L’unica parte che si stacca dalla violenza della scena centrale è quella posteriore, un angolo dove anche la roccia non presenta asperità e gibbosità, niente predatori all’assalto, solo due cervidi uno che forse beve a una fonte che sgorga dal suolo e l’altro che bruca le foglie di un albero,
sopra si stacca Antiope, un leggero chitone legato alla vita ricco di pieghe che la avvolge tutta lasciando però intravedere il corpo come se fosse di finissimo lino o di velo trasparente, si intravvedono i seni e l’incavo dell’ombelico.
La donna osserva la scena ma non ne è turbata, in una mano ha una lancia ma appena ritrovata aveva un sistro, poi durante i lavori del lungo restauro ci furono delle licenze poetiche nella ricostruzione del gruppo che risultava frammentato in più parti come si può vedere ancora da alcune fratture che non è stato possibile ricomporre.
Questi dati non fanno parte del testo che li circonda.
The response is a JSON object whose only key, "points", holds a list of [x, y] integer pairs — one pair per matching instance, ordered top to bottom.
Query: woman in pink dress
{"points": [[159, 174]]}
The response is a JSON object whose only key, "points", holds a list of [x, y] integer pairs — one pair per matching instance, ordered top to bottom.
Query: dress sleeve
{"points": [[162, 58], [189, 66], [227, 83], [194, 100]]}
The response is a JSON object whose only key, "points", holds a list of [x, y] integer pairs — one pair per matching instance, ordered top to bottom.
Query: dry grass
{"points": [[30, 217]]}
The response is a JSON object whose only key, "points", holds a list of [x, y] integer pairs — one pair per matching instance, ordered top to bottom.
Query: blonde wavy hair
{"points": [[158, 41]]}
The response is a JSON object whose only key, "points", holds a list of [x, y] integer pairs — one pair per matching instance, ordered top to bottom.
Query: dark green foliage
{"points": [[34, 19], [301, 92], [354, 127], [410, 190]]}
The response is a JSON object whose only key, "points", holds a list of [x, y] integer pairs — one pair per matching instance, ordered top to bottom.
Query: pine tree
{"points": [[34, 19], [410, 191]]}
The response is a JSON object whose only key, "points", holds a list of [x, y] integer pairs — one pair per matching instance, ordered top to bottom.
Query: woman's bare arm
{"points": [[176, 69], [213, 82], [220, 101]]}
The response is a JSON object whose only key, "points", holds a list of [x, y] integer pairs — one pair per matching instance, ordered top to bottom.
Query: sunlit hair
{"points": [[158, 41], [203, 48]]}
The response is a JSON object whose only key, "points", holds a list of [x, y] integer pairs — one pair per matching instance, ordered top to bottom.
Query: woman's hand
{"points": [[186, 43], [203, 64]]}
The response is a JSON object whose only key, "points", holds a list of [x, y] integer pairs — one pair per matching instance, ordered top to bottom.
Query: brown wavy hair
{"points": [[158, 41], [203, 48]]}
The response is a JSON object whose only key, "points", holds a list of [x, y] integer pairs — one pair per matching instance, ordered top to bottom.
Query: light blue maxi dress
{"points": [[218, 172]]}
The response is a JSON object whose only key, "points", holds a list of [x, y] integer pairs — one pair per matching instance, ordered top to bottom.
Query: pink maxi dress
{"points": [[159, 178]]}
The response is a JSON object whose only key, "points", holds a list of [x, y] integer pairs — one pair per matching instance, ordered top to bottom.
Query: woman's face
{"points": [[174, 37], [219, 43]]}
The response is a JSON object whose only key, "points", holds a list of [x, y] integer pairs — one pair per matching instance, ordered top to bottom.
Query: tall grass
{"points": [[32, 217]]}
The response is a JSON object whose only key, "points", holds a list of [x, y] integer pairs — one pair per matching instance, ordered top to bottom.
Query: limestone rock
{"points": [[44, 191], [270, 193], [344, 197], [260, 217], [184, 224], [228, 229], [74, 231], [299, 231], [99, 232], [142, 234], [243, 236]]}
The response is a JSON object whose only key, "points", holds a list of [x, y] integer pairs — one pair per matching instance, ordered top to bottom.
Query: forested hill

L’altra mano è aperta e sembra indicare il toro e i due figli ma non c’è tensione nel movimento, anche i piedi uno leggermente più avanti dell’altro un ginocchio appena sollevato più che un inizio di movimento sembra suggerire un momento di riposo.
Quando i visitatori si trovano al cospetto del toro Farnese hanno bisogno di un po’ di tempo per cogliere la dinamica delle sculture, i legami tra una figura e l’altra, i particolari che trasformano il marmo in un paesaggio boscoso arrampicato sulle pendici di un monte poi, mentre si allontanano voltandosi ancora indietro per ammirare ancora e cogliere il capolavoro nella sua interezza ci si rende conto che oltre all’ammirazione c’è un po’ di amaro che rimane in bocca.
Se non si conosce il mito di Antiope rimane dentro la tristezza per quella violenza perpetrata da due giovani uomini ai danni di una donna, se si conosce la storia di Antiope e di Dirce l’amarezza è doppia perché alla cattiveria di Dirce i figli di Antiope rispondono con altrettanta ferocia e quindi alla fine la brutalità non è quella del toro che scalcia furioso nel tentativo di liberarsi ma quella degli esseri umani che in modo o nell’altro infieriscono sui loro simili più deboli così come fa Dirce nei confronti dell’innocente Antiope già violentata da una divinità sotto mentite spoglie e come fanno Anfione e Zeto nei confronti di Dirce ritorcendo contro la regina di Tebe la stessa sorte che lei voleva per Antiope e la figura di questa donna, così maltrattata dal volere di uomini e dei, emerge in tutta la sua bellezza, unica vittima che in mente non ha la vendetta ma solo il desiderio di proteggere i propri figli prima durante la gravidanza quando scappa dal palazzo del padre poi quando scappa dalla prigionia di Dirce con l’unico obiettivo di ritrovare Anfione e Zeto.